Porter: The pandemic has affected my work significantly. A large part of managing grant programs is providing support and assistance to artists and organizations seeking funding and including general assistance to navigate the arts funding landscape. During the pandemic, the nature of those conversations has changed dramatically—artists and organizations are facing unimaginable circumstances, the systems that we are all used to navigating together have changed and I often find myself listening to emotional testimonies about difficult decisions artists and organizations have been forced to make. At the same time, I’m constantly inspired by the resilience, creativity, and peer support that exists in the arts and culture community, specifically in jazz. I try to translate what I am hearing from the community into meaningful action and program changes. I do feel the pandemic has forced MAAF and its funders to reconsider existing limitations and requirements. As a Program Officer, I am excited about the potential to reimagine some of our existing programs in ways that will better serve artists and organizations.
JP: What’s your favorite part about the Living Legacy Jazz Awards program?

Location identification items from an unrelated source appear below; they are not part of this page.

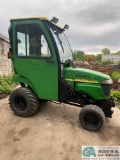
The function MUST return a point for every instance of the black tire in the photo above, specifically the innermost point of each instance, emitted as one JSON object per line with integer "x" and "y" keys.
{"x": 23, "y": 102}
{"x": 92, "y": 118}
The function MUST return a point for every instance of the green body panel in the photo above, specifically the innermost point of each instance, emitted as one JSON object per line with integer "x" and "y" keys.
{"x": 42, "y": 74}
{"x": 93, "y": 90}
{"x": 20, "y": 79}
{"x": 86, "y": 81}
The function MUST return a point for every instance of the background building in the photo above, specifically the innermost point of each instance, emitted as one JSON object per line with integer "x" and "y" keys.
{"x": 112, "y": 57}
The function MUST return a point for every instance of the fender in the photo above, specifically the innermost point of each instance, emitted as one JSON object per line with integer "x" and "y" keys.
{"x": 21, "y": 79}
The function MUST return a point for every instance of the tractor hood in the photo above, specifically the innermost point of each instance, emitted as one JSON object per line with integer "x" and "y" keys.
{"x": 86, "y": 75}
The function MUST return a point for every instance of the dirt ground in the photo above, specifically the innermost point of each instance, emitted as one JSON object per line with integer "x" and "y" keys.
{"x": 54, "y": 133}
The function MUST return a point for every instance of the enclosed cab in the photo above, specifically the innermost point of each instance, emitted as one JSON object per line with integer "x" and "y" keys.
{"x": 43, "y": 65}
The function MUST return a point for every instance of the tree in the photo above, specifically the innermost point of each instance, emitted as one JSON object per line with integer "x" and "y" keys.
{"x": 105, "y": 51}
{"x": 78, "y": 55}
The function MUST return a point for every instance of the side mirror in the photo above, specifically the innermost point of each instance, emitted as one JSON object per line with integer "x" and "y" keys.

Porter: I really enjoy the behind the scenes process of the Living Legacy Jazz Award Program. Through the selection process, I am able to engage a wide variety of jazz musicians, educators, and advocates as both nominators and panelists. Working closely with those musicians, I am constantly learning about new projects and hearing new stories about our legendary jazz musicians—all while having candid conversations around program practices, equity, and MAAF’s service to the jazz community. It goes without saying that spending time and sharing space with past Living Legacy Jazz Award recipients has been an unexpected life experience and a true honor.
JP: What kind of feedback does MAAF solicit from the people it supports?
Porter: Recently, MAAF hosted a series of Listening Sessions with Philadelphia-based consultant Dragonfly Partners. The goal of these sessions was to hear from our constituents—how MAAF can better deliver on its strategic priorities around equity. Programmatically, we solicit feedback from grantees and panelists. As part of MAAF’s new strategic plan, we will be exploring ways to expand our existing feedback loops and foster learning communities around our work. It is crucial that we provide more opportunities for our community to offer feedback, particularly when things are changing so quickly.
JP: Anything you’d like to say about why MAAF is doing more work in Philadelphia?
Porter: Philadelphia is an important place in the cultural landscape of the mid-Atlantic region. Engaging in strategic partnerships in the city and supporting organizations like Jazz Philadelphia will help MAAF connect directly to local artists and organizations that we hope to serve through our programs. These partnerships also help MAAF stay current and aware of what factors are influencing artists and communities and what new opportunities may exist. A robust arts sector and thriving jazz scene in Philadelphia is good for the entire mid-Atlantic region.
MORE INFO ON MAAF
Mid Atlantic Arts Foundation develops partnerships and programs that reinforce artists’ capacity to create and present work and advance access to and participation in the arts.
As one of 6 Regional Arts Organizations, MAAF primarily supports organizations and artists in the mid-Atlantic region including Delaware, the District of Columbia, Maryland, New Jersey, New York, Pennsylvania, the U.S. Virgin Islands, Virginia, and West Virginia with the goal of promoting and supporting multi-state programming. Over time MAAF has expanded its programming nationally and internationally through programs like Performing Arts Global Exchange and USArtists International.